We're pretty serious about keeping our bathtub clean, and we throw bath toys away when they grow that black mold. My mom has a zero-tolerance policy about it, and we pretty much follow that too. Last weekend we were over at our friends' house for dinner, and they invited DS to take a bath with their DD, and they had a great time, except that DS holds up one of the bath toys to me and says "It's dirty." (He's used to his beloved toys getting thrown away when we see that.) He was right, they all had the black mold. I didn't know what to do. He was already soaking in that water. And I didn't want to embarrass our friends. So I covered - I told him maybe the toy dragon had just been eating some Oreos.







And decided that before we took a bath there again we'd give them a gift of some new bath toys.

Are we too uptight about the black mold? Or should I have said something to our friends about how unhealthy that is? It was so gross!


----------



## Anastasiya (Jun 13, 2006)

GROSSES me out.
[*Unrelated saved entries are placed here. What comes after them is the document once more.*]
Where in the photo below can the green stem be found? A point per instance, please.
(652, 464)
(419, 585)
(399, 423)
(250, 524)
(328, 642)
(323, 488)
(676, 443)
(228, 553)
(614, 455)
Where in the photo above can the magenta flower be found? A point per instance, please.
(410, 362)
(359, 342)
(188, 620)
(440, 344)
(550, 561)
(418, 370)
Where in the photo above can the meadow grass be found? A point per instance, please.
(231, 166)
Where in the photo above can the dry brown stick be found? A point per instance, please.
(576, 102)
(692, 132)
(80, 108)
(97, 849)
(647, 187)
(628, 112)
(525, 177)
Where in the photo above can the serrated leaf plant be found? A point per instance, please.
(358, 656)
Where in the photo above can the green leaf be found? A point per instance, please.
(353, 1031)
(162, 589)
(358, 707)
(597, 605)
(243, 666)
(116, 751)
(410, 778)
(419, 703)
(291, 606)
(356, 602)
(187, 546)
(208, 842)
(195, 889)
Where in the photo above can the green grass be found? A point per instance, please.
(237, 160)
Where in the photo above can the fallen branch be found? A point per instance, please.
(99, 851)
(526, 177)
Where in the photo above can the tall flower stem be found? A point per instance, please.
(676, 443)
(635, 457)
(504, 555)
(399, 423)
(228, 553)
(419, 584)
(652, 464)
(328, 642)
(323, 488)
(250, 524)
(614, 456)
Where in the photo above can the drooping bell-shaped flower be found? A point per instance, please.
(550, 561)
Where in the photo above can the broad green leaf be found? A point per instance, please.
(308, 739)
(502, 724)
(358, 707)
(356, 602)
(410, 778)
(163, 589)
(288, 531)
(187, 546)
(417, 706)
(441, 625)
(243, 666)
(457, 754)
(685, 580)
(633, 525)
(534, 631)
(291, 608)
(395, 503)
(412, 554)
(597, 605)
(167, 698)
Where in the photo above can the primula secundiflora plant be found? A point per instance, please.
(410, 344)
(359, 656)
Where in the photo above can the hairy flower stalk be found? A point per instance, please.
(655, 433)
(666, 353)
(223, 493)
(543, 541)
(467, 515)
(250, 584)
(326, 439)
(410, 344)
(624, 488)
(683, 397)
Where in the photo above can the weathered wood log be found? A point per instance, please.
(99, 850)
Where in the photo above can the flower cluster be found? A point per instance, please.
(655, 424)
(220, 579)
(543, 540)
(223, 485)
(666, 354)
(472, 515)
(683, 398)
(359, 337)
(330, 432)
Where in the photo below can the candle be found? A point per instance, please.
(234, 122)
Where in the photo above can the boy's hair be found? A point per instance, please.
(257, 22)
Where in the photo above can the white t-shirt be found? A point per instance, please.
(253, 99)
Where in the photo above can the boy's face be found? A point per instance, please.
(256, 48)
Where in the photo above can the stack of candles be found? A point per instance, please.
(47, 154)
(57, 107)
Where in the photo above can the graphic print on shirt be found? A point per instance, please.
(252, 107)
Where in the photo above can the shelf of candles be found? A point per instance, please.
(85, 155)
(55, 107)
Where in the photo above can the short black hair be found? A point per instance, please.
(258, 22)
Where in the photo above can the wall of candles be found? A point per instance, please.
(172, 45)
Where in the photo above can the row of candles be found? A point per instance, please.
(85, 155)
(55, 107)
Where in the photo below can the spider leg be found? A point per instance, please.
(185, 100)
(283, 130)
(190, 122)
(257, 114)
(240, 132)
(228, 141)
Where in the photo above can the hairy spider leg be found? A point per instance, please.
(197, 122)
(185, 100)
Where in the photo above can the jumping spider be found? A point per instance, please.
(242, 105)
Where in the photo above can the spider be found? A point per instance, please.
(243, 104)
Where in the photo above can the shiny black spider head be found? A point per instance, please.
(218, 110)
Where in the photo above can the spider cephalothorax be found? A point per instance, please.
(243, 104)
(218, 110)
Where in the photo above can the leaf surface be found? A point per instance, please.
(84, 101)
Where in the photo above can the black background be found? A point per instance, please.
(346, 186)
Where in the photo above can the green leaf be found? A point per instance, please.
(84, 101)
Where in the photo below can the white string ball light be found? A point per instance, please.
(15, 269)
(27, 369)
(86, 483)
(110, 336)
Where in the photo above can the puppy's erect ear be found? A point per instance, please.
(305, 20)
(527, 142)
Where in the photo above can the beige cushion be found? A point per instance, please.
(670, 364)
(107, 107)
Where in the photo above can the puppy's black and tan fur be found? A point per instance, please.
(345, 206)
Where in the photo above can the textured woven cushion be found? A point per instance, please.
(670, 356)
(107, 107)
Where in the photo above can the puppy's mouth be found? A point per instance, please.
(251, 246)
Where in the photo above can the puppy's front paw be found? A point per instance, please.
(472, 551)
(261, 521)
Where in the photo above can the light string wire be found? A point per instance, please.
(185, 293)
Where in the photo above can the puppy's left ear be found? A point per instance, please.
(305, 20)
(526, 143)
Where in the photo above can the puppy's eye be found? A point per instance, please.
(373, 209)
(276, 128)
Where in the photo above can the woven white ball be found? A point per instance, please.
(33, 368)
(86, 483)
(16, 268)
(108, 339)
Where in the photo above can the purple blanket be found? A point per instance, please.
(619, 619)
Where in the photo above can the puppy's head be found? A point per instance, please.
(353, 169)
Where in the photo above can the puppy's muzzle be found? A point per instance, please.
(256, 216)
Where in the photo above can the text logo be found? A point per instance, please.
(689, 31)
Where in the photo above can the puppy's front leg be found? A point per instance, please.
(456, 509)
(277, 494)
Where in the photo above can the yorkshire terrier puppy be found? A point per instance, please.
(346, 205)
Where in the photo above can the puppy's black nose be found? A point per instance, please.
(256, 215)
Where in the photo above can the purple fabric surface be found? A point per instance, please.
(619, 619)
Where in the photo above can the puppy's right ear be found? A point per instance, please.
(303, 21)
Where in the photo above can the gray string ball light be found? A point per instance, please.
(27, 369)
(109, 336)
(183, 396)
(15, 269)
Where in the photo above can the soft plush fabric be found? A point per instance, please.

As soon as our toys develop that mold (and it's especially bad in the squirty toys), they are tossed.

Now we buy only bath toys that are sealed so water doesn't sit inside them.

That said, if I was at a friend's house and saw a moldy toy, I'd just make sure kiddo didn't try to suck the water out of it or something.


----------



## Llyra (Jan 16, 2005)

DH is seriously allergic to mold. So we're pretty neurotic about it. But even if he wasn't, I think I'd be really careful about it. That stuff is gross, and I would imagine it would make a kiddo sick to accidentally ingest it. Yuck. Anyway, I don't really allow them to have toys where water will get stuck inside, and we dry everything in between baths. So far we've only had one incident with that stuff, inside a rubber toy that had cracked so that water could get in. The mold spilled out one day, and DH freaked because it looked like DD2 had pooped in the water. Yuck.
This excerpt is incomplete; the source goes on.